Congress let funding for the program expire Sept. 30, the end of the federal fiscal year.

State officials had said in early October that West Virginia had enough funding that had been allocated, but not spent during the fiscal year, to continue paying for the program until early 2018.

CHIP became 100 percent federally funded in West Virginia after the Affordable Care Act, also called Obamacare, boosted funds to the program.

CHIP board members voted on the plan Wednesday morning, following a discussion focused on the need to transfer children eligible for the CHIP program from PEIA to CHIP.

Ted Cheatham, director of PEIA, talked about the need to inform lower-income state employees that their children are eligible, and increase the cost of plans that cover children. One board member asked why state employees are unaware that their children are eligible.

"I don't know if I can auto-enroll them into CHIP," Cheatham said. "What I'm going to do is, I'm going to make it so expensive, they'll hopefully see the light at the end of the tunnel."

Jeremiah Samples, West Virginia Department of Health and Human Resources deputy secretary said, via conference call, that "maybe they're just worried," citing uncertainty in Congress.

"We haven't been doing even our regular outreach activities," Stacey Shamblin, acting director of CHIP, said after the meeting, also citing uncertainty about the future of the program.

Samples said the DHHR would notify families and providers in early January that the program would shut down Feb. 28 if Congress has not reauthorized it. The DHHR expects the program to run out of money in March.

"That's a serious life event that families are going to have to deal with," he said after the meeting. "I really hope we won't get to that point.

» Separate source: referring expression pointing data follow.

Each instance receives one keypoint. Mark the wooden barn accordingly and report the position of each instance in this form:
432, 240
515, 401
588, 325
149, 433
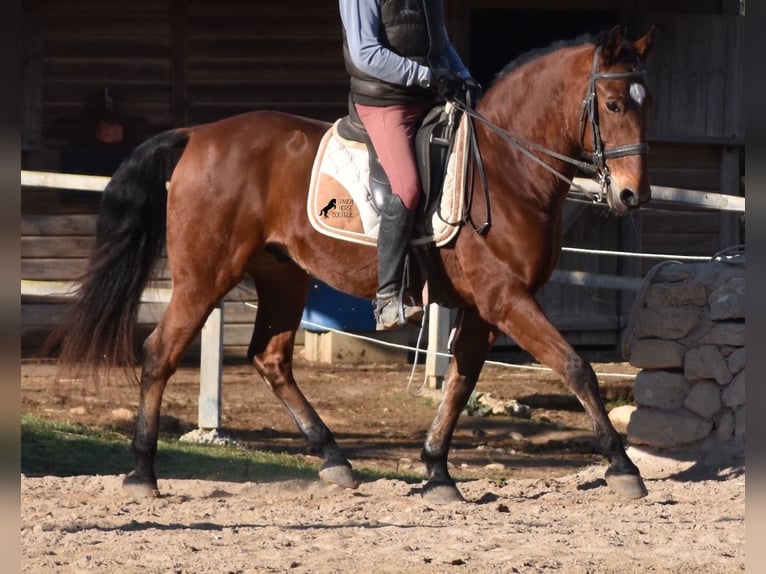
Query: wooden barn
100, 77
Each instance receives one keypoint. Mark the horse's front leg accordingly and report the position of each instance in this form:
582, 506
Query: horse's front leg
281, 294
473, 340
524, 320
162, 352
275, 366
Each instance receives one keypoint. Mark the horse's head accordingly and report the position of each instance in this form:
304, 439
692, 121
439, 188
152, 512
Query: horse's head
614, 118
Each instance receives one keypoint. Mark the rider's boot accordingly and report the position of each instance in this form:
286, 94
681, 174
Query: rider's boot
393, 241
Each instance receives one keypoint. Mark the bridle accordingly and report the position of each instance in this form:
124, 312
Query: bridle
597, 158
592, 163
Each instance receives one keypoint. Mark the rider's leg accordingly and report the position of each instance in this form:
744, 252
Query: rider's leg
392, 130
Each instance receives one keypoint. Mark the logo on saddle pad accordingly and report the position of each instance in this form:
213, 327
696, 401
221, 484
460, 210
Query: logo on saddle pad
340, 204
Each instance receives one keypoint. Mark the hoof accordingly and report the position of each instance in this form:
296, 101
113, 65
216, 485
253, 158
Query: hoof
628, 485
442, 494
340, 474
138, 487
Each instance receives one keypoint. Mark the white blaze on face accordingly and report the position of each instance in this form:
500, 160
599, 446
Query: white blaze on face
637, 93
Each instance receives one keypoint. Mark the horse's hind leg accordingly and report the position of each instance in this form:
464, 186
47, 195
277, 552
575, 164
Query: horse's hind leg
473, 340
282, 289
526, 322
163, 350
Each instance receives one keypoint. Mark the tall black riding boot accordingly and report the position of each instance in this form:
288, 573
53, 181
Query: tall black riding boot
393, 241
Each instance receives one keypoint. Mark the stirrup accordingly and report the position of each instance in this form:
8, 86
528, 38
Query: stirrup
392, 312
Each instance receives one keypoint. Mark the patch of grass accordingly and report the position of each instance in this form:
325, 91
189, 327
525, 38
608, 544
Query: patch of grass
62, 449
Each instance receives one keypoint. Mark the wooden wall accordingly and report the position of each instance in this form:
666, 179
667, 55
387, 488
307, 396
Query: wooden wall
178, 62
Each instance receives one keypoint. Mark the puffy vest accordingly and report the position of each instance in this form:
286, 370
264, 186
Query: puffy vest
410, 28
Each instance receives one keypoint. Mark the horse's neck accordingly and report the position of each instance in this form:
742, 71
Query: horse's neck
545, 89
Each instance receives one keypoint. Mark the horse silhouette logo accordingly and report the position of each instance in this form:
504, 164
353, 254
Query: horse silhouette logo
326, 208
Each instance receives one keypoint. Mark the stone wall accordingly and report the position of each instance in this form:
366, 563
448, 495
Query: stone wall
687, 334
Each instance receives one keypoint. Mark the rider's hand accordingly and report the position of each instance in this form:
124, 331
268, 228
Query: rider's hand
448, 85
474, 89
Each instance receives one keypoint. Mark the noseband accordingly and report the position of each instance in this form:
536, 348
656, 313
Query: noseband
597, 158
593, 163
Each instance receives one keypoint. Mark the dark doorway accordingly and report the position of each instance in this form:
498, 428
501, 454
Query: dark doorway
499, 36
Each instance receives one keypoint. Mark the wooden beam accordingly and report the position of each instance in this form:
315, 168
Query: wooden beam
63, 180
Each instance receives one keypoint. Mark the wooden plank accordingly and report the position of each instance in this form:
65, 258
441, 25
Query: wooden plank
63, 288
58, 224
715, 52
662, 194
734, 108
586, 279
68, 269
211, 371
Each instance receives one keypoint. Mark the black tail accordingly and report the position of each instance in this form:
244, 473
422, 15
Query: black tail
99, 329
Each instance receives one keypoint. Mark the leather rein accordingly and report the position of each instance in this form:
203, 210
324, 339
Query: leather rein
592, 163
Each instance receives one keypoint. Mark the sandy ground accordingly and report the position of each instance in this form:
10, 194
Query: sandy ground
546, 509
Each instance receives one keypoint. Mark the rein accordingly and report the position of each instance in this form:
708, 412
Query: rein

I'm hopeful we won't."

The DHHR had noted in early October that children wouldn't immediately lose their health coverage.

"We didn't want folks to panic, because we had a little bit of time," Samples said. "Time is starting to run out."

Tricia Brooks, a senior fellow at the Georgetown University Center for Children and Families, said she worries that debate over tax reform, a Republican priority, will take up too much time.

"This is their opportunity, when they actually control both sides of Congress," she said.

The center reported late last month that six states said, through a survey, that they would run out of money by the end of the year or early January 2018.

Lawmakers disagree over how to pay for the program.

"Look," Brooks said, "this Congress hasn't been able to agree on anything with regard to health policy."

The U.S. House of Representatives passed a bill with mainly Republican support last week. Brooks noted that Democrats opposed Republicans' plan to pay for the program. She noted that the bill would stop Medicaid from paying for preventive care for children and prenatal services for mothers, when parents had other insurance. Some other insurance plans don't pay for those services in a timely manner, she said.

The other, less-controversial, provisions involved how to count lottery winnings toward Medicaid income eligibility and requiring seniors who make more than $500,000 a year to pay more for Medicare, according to Brooks. A Senate committee has passed a version of the bill, which did not specify how to pay for it.

Brooks said the center anticipates that, if Congress reauthorizes the program, lawmakers will not pass it as a stand-alone bill. "The Senate has expressed that they don't want it to eat up time on the floor," she said.

So she sees few options for passing it before 2018 — possibly in a continuing resolution to fund the government, since Congress hasn't passed a budget, or a disaster package.

"If they're pressing for tax reform to get done before the end of the year, which is what the president is focusing on, that's going to be a big body of work and they may simply run out of time," she said.

"It's unprecedented for there to be a lapse in CHIP coverage like this," she added.

The DHHR said last month that about 21,000 children are covered by CHIP. An additional 17,000 are covered by Medicaid plans that rely on CHIP money. Nearly 9 million children are covered nationwide.

The program, which was created with bipartisan support, celebrated its 20th anniversary in August.